February 9, 2014
There are many, many rules for photography. There are many people who shoot non standard ways and have non standard thinking. The people who are successful in shooting non standard, are those who know and understand the standard thinking.
Now that I’ve filled the “non standard” quota, lets move on…
This weekend past, I was at a Daddy & Daughter dance with my 7 y.o. Princess. We were having a grand ole time and she demanded we get a photo taken. The line was SUPER long and thus the wait began. Three minutes into it, my Princess said she was bored and wanted to go dance. I insisted we wait since we were already in the line. She toughed it out and we waited. As we approached the venue I noticed that the strobes were putting out a TON of light. Now, I had no clue if this was because I would have chosen different modifiers (She had umbrellas)? But either way, people were squiting and asking for a few moments break in-between. As I approached, I saw:
Now after seeing this, I couldn’t help but think someone was playing games with me? Yes, for a quick moment in time, I thought this was TOTALLY all about me. Then I realized this was no joke, this was real, people. I couldn’t believe this was how this photographer was shooting! I got up to her and my Princess and I got our photo taken. The photographer was nice enough. She was professional enough and fun to be around. The experience was good and my Princess enjoyed it. Afterwards, my daughter complained of seeing spots and I spent a bit more time watching.
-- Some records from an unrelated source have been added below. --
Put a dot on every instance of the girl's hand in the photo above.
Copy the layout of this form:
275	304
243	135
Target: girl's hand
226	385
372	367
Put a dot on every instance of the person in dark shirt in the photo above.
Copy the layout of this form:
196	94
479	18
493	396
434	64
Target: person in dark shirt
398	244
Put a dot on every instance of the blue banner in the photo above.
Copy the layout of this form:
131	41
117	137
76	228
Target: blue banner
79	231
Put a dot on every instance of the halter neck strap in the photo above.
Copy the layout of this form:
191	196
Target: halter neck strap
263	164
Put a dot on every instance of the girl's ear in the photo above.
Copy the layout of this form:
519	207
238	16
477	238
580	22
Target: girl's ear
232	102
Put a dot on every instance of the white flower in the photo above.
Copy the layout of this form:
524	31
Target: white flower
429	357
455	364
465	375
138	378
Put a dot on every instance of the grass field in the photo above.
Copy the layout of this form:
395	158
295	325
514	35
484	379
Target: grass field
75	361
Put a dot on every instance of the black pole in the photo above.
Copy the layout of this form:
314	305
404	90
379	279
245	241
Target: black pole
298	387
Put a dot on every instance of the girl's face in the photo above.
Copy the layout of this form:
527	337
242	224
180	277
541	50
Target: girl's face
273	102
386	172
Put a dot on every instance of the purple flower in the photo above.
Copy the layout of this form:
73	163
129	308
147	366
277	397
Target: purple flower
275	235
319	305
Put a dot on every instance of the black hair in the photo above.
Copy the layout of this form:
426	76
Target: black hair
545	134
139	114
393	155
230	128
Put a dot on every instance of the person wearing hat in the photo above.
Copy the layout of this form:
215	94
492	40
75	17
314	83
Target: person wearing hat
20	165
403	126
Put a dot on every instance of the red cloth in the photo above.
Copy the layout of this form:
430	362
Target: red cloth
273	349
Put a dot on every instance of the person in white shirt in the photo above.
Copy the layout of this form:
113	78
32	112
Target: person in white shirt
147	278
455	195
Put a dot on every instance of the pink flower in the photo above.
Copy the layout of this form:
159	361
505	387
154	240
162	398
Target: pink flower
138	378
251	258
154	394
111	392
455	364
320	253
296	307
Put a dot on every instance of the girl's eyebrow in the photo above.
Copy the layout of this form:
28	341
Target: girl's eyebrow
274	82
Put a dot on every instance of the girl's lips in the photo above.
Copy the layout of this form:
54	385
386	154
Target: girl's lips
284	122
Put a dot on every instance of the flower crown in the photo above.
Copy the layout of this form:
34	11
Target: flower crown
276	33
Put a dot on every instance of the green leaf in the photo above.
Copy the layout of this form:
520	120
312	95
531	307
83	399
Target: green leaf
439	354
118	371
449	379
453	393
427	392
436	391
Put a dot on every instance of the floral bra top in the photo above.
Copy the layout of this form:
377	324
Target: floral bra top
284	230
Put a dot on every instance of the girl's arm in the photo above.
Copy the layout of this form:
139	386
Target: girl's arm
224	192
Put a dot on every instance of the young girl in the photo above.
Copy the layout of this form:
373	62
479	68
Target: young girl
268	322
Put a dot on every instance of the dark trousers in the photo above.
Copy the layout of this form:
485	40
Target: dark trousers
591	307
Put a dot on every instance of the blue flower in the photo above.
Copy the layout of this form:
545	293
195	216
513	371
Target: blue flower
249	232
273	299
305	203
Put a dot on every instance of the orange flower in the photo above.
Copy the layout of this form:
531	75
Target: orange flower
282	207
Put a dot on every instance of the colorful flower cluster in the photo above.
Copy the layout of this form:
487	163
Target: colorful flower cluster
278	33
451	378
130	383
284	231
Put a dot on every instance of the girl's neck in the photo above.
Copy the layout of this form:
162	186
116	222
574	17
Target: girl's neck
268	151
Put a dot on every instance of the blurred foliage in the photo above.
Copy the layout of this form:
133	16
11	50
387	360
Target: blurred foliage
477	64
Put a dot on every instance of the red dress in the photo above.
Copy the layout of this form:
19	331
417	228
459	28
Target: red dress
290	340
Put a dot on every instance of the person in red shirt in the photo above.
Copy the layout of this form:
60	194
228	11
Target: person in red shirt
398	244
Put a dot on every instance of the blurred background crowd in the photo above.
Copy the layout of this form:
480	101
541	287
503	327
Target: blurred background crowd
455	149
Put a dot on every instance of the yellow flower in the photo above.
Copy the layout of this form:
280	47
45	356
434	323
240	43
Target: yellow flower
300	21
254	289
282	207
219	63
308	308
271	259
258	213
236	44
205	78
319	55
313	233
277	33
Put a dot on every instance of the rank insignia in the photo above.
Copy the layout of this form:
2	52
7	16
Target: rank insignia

If you’ve not noticed, the umbrella’s are pointed AWAY from the strobe! The umbrella wasn’t offering any sort of diffusion, she was bare-bulb’ing the heads. In case you couldn’t see well on the photos, here’s a video:
Now this isn’t an attack on the photographer, it’s got me wondering: Of all the photographers that may have applied for the job, why they chose this one? Price? Word of mouth? Reputation? Accessibility? These are all the things I was thinking about as I was watching her move. It was clear to me, she wasn’t what most standard people would call a “pro”, as she had a wireless transmitter on her camera body and the hot shoe flash popped up firing as well. I posted the photos on my facebook page and got some colorful commentary from some of my photographer friends. One friend said he liked what she was doing and encouraged her to do it. Said he likes the non standard way of shooting. If you know me, you’ll know that I ALWAYS say “Break the rules! Only by knowing the rules can you know which ones to break” and she didn’t know that. The rule here was simple; save your clients eyeballs!
If this photographer happens on my blog, what I have to say to her is simple:
Kudos to you for getting the job, working it and making sure your clients had a great time! Make sure that if you accept the job, you take the time to make sure your equipment is setup correctly and that you’re diffusing your light.
Everyone loved the images on the back of her camera and at the end of the day, that’s all that matters.